Tunisi è stata scelta come sede della dodicesima edizione del Forum Mondiale per due ragioni: innanzitutto per la consapevolezza che alla nascita delle rivoluzioni magrebine ha contribuito anche il lavoro che dal 2006 il Forum ha realizzato in Africa, prima con il Forum Africano a Bamako, poi con quello mondiale a Nairobi e coi forum regionali del Maghreb e del Makresh, che hanno fornito agli attivisti delle realtà democratiche la possibilità d’incontrarsi sotto l’ombrello protettivo del Forum Sociale Mondiale; quindi per il desiderio di lanciare un messaggio di forte sostegno al percorso rivoluzionario in un momento estremamente complicato.
Non c’è dubbio che l’evento appena conclusosi abbia sacrificato una discussione approfondita su alcune urgenze globali, quali ad esempio la crisi finanziaria e climatica, ma la scelta è stata di rilanciare lo spirito militante di un Forum che si propone come incubatrice e partner essenziale dei processi sociali di trasformazione della realtà, andando oltre l’idea originaria di un semplice spazio aperto di confronto.

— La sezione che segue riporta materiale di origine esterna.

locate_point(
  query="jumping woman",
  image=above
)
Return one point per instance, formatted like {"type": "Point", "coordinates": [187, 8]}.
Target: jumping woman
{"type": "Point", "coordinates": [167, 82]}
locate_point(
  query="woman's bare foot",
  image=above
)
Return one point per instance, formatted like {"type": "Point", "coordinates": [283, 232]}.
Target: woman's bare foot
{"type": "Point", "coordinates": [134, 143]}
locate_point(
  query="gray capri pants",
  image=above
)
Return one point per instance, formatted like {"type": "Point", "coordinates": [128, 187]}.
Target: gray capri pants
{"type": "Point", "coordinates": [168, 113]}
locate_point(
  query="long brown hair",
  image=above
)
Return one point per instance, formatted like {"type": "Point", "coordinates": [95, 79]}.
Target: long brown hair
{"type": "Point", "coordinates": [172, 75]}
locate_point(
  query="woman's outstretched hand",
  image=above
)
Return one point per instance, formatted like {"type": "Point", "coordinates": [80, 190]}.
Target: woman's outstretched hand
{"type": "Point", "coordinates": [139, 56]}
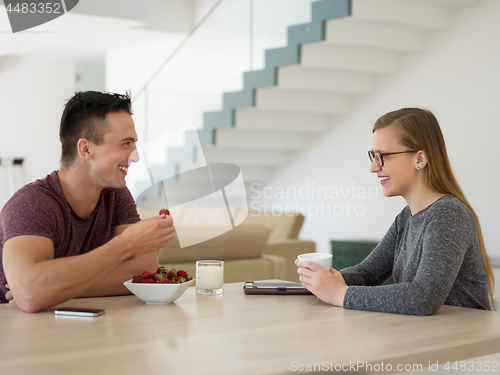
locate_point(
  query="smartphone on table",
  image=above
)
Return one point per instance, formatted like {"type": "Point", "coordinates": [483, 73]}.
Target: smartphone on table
{"type": "Point", "coordinates": [79, 311]}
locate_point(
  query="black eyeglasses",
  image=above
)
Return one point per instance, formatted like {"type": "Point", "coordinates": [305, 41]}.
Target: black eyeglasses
{"type": "Point", "coordinates": [379, 157]}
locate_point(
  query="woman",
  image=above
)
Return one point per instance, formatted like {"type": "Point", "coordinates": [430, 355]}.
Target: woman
{"type": "Point", "coordinates": [434, 249]}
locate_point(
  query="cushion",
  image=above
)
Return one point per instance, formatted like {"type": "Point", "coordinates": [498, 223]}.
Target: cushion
{"type": "Point", "coordinates": [243, 242]}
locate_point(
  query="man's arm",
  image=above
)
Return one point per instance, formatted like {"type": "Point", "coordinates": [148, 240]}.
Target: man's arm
{"type": "Point", "coordinates": [38, 281]}
{"type": "Point", "coordinates": [111, 284]}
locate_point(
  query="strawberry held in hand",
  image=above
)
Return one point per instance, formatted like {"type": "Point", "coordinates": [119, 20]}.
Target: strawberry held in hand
{"type": "Point", "coordinates": [162, 276]}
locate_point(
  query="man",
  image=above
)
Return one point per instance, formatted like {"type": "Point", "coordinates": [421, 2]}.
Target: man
{"type": "Point", "coordinates": [77, 233]}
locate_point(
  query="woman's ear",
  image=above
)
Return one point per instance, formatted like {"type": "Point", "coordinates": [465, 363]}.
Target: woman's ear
{"type": "Point", "coordinates": [84, 148]}
{"type": "Point", "coordinates": [421, 160]}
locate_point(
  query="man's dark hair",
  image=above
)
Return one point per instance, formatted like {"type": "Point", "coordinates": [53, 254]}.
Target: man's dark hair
{"type": "Point", "coordinates": [84, 117]}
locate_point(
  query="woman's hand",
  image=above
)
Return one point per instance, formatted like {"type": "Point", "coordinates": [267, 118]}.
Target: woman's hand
{"type": "Point", "coordinates": [328, 286]}
{"type": "Point", "coordinates": [9, 295]}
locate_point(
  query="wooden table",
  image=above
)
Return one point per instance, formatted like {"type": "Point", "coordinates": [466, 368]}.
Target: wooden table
{"type": "Point", "coordinates": [236, 334]}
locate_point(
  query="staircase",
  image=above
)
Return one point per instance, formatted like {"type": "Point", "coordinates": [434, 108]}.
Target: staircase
{"type": "Point", "coordinates": [337, 57]}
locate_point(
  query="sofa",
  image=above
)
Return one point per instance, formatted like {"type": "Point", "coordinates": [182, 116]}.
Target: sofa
{"type": "Point", "coordinates": [263, 246]}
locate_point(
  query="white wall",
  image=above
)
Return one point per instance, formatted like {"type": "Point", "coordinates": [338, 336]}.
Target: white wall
{"type": "Point", "coordinates": [458, 78]}
{"type": "Point", "coordinates": [32, 95]}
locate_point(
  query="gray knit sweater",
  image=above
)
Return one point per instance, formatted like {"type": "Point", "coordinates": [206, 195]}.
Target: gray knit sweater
{"type": "Point", "coordinates": [434, 257]}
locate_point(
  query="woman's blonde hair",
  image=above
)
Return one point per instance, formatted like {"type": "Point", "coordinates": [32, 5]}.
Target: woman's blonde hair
{"type": "Point", "coordinates": [419, 130]}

Ed infatti la successiva discussione del Consiglio Internazionale del Forum si è concentrata sulla necessità di aumentare l’efficacia della nostra azione collettiva, fuggendo il rischio di appuntamenti autocelebrativi.

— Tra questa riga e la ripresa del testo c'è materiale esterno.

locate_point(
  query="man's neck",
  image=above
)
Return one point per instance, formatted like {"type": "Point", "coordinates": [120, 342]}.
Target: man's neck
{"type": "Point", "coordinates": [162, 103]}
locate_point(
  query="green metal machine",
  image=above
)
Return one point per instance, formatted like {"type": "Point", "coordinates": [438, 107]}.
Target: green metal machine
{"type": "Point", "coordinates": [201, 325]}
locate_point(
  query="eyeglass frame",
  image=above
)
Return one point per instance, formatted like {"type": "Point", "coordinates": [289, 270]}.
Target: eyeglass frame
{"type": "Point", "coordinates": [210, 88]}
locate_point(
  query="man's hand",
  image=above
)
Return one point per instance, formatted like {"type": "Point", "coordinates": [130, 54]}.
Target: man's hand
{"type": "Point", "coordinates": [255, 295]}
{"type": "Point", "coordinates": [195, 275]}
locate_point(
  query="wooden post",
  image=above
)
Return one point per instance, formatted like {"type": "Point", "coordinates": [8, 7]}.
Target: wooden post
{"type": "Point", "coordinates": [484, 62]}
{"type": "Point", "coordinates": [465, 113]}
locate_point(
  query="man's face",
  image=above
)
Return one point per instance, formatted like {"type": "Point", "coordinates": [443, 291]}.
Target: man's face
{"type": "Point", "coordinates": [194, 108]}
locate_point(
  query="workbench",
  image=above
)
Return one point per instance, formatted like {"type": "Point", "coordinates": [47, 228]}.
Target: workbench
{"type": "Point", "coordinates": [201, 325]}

La crisi economica, vero rischio per la rivoluzione.
Uno degli sforzi dei movimenti sociali tunisini è stato quello di contrastare la vulgata, ampiamente diffusa da gran parte dei media europei, secondo la quale la principale questione al centro del dibattito sulla rivoluzione sarebbe il confronto tra uno sbocco democratico e uno stato teocratico.

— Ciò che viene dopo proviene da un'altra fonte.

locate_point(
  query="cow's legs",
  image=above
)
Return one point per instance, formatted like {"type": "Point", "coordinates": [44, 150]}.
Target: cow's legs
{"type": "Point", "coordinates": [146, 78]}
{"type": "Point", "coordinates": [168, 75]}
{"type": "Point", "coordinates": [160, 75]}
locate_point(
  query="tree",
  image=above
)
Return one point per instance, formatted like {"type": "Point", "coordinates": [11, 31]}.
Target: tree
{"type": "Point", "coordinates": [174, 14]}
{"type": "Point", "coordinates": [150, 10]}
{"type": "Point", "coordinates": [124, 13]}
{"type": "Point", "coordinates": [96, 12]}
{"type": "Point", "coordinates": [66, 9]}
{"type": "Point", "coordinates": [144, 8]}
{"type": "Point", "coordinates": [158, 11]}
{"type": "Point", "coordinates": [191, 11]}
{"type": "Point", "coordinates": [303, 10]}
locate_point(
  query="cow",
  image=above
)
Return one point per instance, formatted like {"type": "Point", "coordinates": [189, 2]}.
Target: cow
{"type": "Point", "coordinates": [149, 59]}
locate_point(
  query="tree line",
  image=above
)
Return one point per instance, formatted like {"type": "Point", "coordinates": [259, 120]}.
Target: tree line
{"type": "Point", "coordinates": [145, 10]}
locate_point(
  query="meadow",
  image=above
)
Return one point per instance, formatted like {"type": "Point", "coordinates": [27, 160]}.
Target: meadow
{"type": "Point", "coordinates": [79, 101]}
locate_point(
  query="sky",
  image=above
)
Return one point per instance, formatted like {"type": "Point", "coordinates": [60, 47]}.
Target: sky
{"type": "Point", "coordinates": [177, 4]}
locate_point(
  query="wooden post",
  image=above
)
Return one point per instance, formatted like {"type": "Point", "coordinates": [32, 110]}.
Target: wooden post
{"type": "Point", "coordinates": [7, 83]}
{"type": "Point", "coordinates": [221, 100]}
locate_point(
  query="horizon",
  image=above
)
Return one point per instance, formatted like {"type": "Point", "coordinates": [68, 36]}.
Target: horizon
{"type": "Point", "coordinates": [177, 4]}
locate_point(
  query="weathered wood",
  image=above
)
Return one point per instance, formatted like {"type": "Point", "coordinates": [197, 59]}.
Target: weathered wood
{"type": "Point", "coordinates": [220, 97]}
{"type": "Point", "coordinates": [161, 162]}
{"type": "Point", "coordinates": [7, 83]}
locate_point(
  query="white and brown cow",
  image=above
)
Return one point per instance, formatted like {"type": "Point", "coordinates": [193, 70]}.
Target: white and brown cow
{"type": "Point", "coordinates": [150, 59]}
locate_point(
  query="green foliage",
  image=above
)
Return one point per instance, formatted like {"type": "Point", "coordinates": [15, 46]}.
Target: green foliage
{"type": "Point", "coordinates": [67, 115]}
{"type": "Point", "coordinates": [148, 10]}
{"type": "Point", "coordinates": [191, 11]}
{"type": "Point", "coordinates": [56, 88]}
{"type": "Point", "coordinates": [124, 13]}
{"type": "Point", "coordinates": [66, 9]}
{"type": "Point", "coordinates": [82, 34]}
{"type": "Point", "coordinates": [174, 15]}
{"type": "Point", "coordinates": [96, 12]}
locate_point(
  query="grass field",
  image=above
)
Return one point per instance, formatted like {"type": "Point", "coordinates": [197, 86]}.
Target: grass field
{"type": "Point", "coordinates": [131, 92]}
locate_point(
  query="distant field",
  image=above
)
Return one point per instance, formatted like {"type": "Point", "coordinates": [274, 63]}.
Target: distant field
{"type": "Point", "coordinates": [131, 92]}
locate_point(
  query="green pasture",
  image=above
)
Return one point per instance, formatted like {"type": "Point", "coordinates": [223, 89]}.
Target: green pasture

La vicenda religiosa occupa un ampio spazio nel confronto odierno, ma una sua assolutizzazione rischia di coprire l’emergenza sociale che oggi è il vero problema: dopo la rivoluzione il costo dei prodotti alimentari è aumentato anche del 25%, è cresciuta la disoccupazione, è diminuito il potere d’acquisto dei salari ed è contemporaneamente aumentata l’economia illegale collegata ai traffici transfrontalieri. Le scelte del governo, dominato da Ennahda, il principale partito mussulmano, si caratterizzano per politiche economiche liberiste fondate su accordi con la Banca Mondiale ed il Fondo Monetario Internazionale, senza alcun efficace tentativo di ridiscutere l’esorbitante debito estero che attanaglia il paese; i seminari di Attac sulla rinegoziazione del debito erano affollatissimi, a riprova delle consapevolezza della drammaticità della situazione.
L’incontro, ormai evidente in diversi paesi, tra il sistema liberista e le scelte dei partiti riconducibili ai Fratelli Mussulmani non è solo il risultato delle manovre dell’amministrazione americana, finalizzate a rendere compatibili con gli interessi d’oltreoceano le politiche dei nuovi governi arabi. Secondo alcuni dei nostri interlocutori la questione è ben più profonda e riguarda, semplificando al massimo e con il rischio di banalizzare un ragionamento ben più complesso, la scelta dell’Islam di delegare all’obbligo della carità la soluzione delle disuguaglianze sociali.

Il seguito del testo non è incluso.